Dès lors, si tel est notre Dieu, notre vie tout entière doit en être transformée. Paul le dit avec son énergie habituelle aux Romains : "L'Esprit que vous avez reçu ne fait pas de vous des esclaves, des gens qui ont encore peur. Il fait de vous des fils". Ne plus avoir peur : voilà qui a du sens en cette maison. Pourtant, tout ou presque semble fait pour le contraire… Malgré les brimades imbéciles de quelques compagnons, malgré les lourdeurs et lenteurs de l'Administration ou du SPIP ou du JAP, malgré le temps qui passe si lentement et l'âge qui s'avance, ne plus avoir peur.
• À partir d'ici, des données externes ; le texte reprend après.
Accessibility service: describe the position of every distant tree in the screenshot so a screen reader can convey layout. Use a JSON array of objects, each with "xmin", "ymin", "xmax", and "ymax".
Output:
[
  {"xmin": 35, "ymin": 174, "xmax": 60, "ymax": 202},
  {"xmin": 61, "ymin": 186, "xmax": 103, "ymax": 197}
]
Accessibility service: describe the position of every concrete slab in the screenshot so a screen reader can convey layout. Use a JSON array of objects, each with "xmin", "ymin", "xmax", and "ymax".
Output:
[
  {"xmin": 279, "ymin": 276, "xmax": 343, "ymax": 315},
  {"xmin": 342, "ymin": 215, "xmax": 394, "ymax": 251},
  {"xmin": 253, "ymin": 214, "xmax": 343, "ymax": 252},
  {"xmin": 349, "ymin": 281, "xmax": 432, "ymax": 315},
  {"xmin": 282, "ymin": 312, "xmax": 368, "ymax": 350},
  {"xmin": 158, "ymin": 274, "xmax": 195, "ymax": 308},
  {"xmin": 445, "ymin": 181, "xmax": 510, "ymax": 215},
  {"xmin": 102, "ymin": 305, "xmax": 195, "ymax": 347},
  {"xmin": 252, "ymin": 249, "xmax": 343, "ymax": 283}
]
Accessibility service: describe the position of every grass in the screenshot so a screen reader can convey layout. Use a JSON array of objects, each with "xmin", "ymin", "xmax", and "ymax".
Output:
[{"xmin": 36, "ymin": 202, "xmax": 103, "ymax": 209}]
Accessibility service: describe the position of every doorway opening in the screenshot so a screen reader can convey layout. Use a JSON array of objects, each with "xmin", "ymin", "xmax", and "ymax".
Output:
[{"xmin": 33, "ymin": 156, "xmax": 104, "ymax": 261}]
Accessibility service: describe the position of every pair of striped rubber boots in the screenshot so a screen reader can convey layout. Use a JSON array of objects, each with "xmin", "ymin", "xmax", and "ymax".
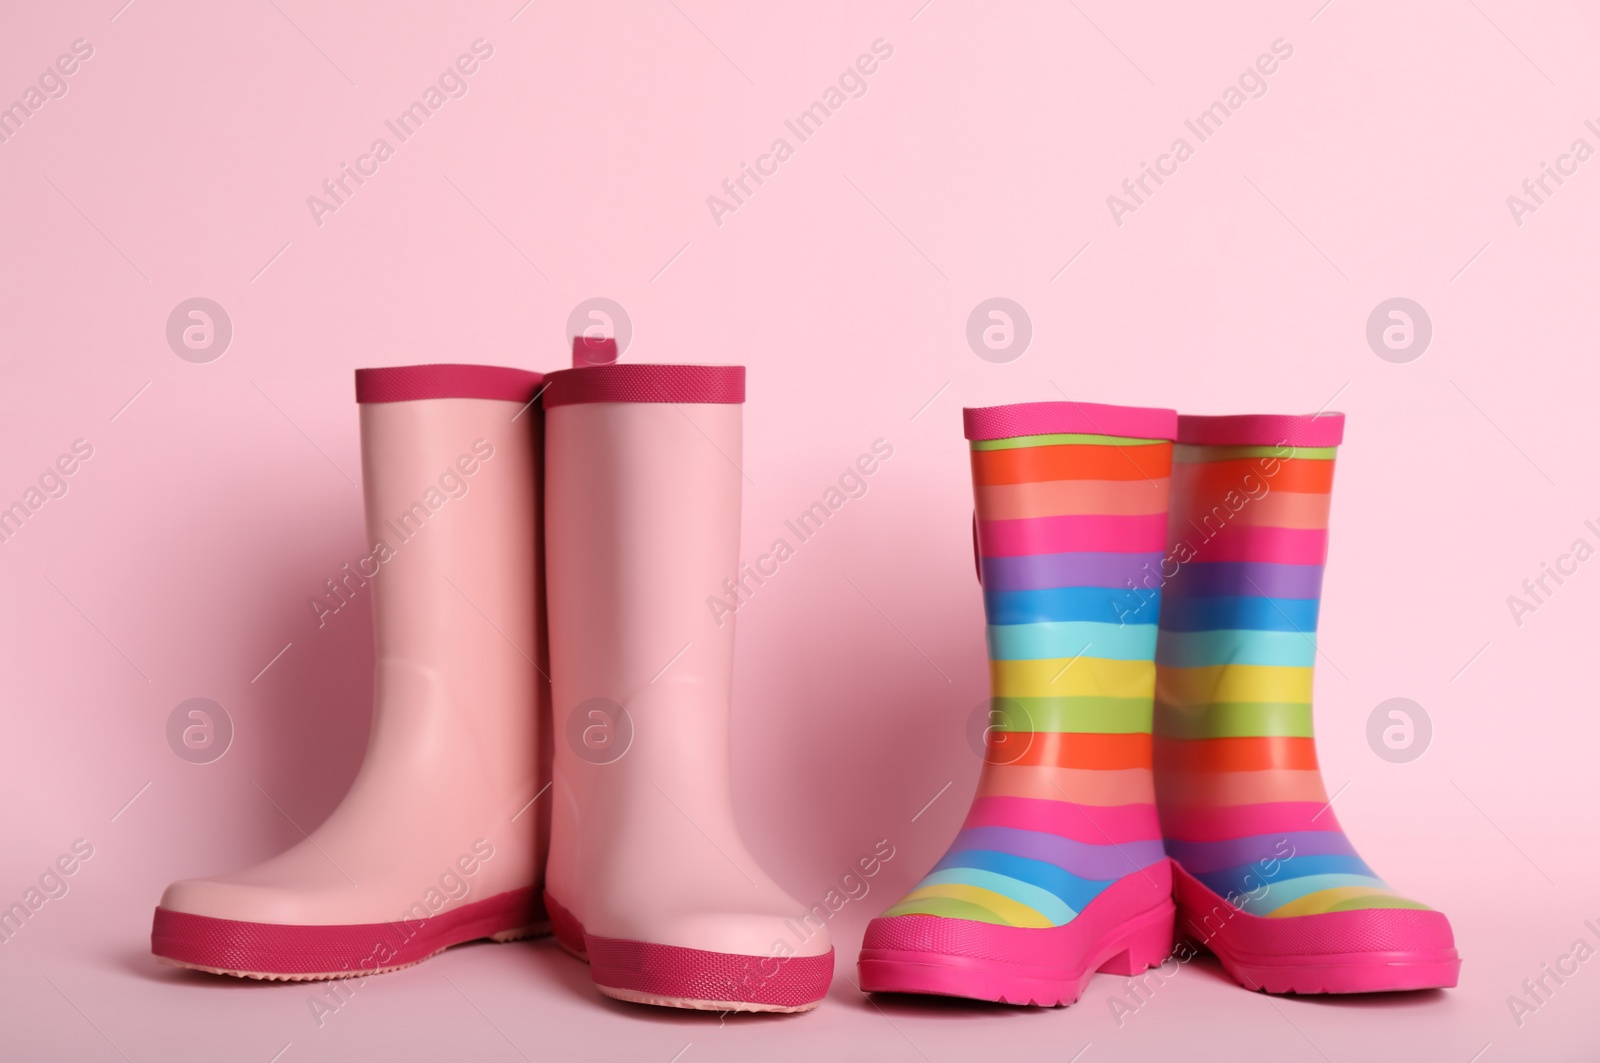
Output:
[{"xmin": 858, "ymin": 400, "xmax": 1461, "ymax": 1004}]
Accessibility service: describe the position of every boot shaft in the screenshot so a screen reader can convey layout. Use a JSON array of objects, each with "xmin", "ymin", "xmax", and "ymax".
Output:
[
  {"xmin": 1153, "ymin": 413, "xmax": 1344, "ymax": 801},
  {"xmin": 353, "ymin": 365, "xmax": 548, "ymax": 812},
  {"xmin": 152, "ymin": 364, "xmax": 553, "ymax": 972},
  {"xmin": 542, "ymin": 364, "xmax": 746, "ymax": 769},
  {"xmin": 879, "ymin": 401, "xmax": 1178, "ymax": 931},
  {"xmin": 1153, "ymin": 413, "xmax": 1355, "ymax": 900},
  {"xmin": 968, "ymin": 401, "xmax": 1178, "ymax": 780}
]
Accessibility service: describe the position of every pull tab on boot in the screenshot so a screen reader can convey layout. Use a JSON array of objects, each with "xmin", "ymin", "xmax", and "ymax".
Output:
[{"xmin": 572, "ymin": 335, "xmax": 619, "ymax": 367}]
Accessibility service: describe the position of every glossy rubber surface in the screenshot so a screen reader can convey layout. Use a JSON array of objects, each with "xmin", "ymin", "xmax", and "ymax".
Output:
[
  {"xmin": 151, "ymin": 373, "xmax": 550, "ymax": 978},
  {"xmin": 1174, "ymin": 864, "xmax": 1460, "ymax": 993},
  {"xmin": 546, "ymin": 893, "xmax": 832, "ymax": 1012},
  {"xmin": 860, "ymin": 863, "xmax": 1176, "ymax": 1006},
  {"xmin": 1153, "ymin": 412, "xmax": 1458, "ymax": 993},
  {"xmin": 151, "ymin": 888, "xmax": 545, "ymax": 981},
  {"xmin": 858, "ymin": 405, "xmax": 1178, "ymax": 1008},
  {"xmin": 542, "ymin": 376, "xmax": 831, "ymax": 1013}
]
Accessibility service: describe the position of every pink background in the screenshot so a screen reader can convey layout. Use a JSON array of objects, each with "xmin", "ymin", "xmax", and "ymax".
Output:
[{"xmin": 3, "ymin": 1, "xmax": 1598, "ymax": 1059}]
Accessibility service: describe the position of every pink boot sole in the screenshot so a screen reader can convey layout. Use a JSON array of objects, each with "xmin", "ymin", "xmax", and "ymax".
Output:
[
  {"xmin": 1173, "ymin": 864, "xmax": 1461, "ymax": 994},
  {"xmin": 545, "ymin": 892, "xmax": 834, "ymax": 1013},
  {"xmin": 151, "ymin": 887, "xmax": 546, "ymax": 981},
  {"xmin": 857, "ymin": 864, "xmax": 1177, "ymax": 1007}
]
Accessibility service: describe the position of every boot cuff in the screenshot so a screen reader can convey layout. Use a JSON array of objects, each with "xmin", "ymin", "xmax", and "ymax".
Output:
[
  {"xmin": 354, "ymin": 364, "xmax": 544, "ymax": 404},
  {"xmin": 1175, "ymin": 412, "xmax": 1344, "ymax": 447},
  {"xmin": 543, "ymin": 364, "xmax": 745, "ymax": 407},
  {"xmin": 963, "ymin": 401, "xmax": 1178, "ymax": 442}
]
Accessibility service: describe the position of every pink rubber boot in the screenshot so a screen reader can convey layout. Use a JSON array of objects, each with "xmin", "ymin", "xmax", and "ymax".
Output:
[
  {"xmin": 541, "ymin": 358, "xmax": 834, "ymax": 1013},
  {"xmin": 151, "ymin": 364, "xmax": 551, "ymax": 980}
]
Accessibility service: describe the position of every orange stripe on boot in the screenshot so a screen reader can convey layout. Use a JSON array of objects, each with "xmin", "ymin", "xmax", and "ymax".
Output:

Malgré soi-même parfois, et c'est souvent le plus difficile. Garder confiance malgré tout. Confiance en Dieu dont Jésus nous a révélé qu'il est échange et amour, confiance en Jésus le Crucifié-Ressuscité qui nous dit : "Je suis avec vous tous les jours". Confiance dans les autres et en soi-même. On a pu écrire un "Livre des fragilités" mais il y a aussi un "Livre des merveilles". Et je puis témoigner que l'on voit certains détenus arriver au CD et qui transpirent la peur. La fraternité vécue à l'aumônerie, le message de l'Evangile entendu dimanche après dimanche ici et voilà des gars qui bientôt sont transformés. Des chrétiens qui retrouvent leur dignité. Reconnaissons que l'Esprit de Dieu anime notre petite communauté et qu'il y fait des merveilles, qu'il s'y passe des merveilles. La peur fait alors place au chant et au remerciement, à l'action de grâce, à l'eucharistie, comme on dit en langage chrétien.
Et si nous sommes des fils héritiers de Dieu avec le Christ, nous avons par le fait une responsabilité : vivre dans la ligne qui fut celle de Jésus, lutter pour rester un homme debout et digne, "garder les commandements" comme dit Jésus, c'est-à-dire d'abord et avant tout aimer tout homme surtout le plus faible et le plus méprisé. Vivre "dans le nom du Père, du Fils et du Saint Esprit" est un chemin exigeant. Mais c'est le chemin de notre humanisation et le chemin du bonheur. Comme dit Paul, c'est le chemin "pour être avec le Christ dans la gloire".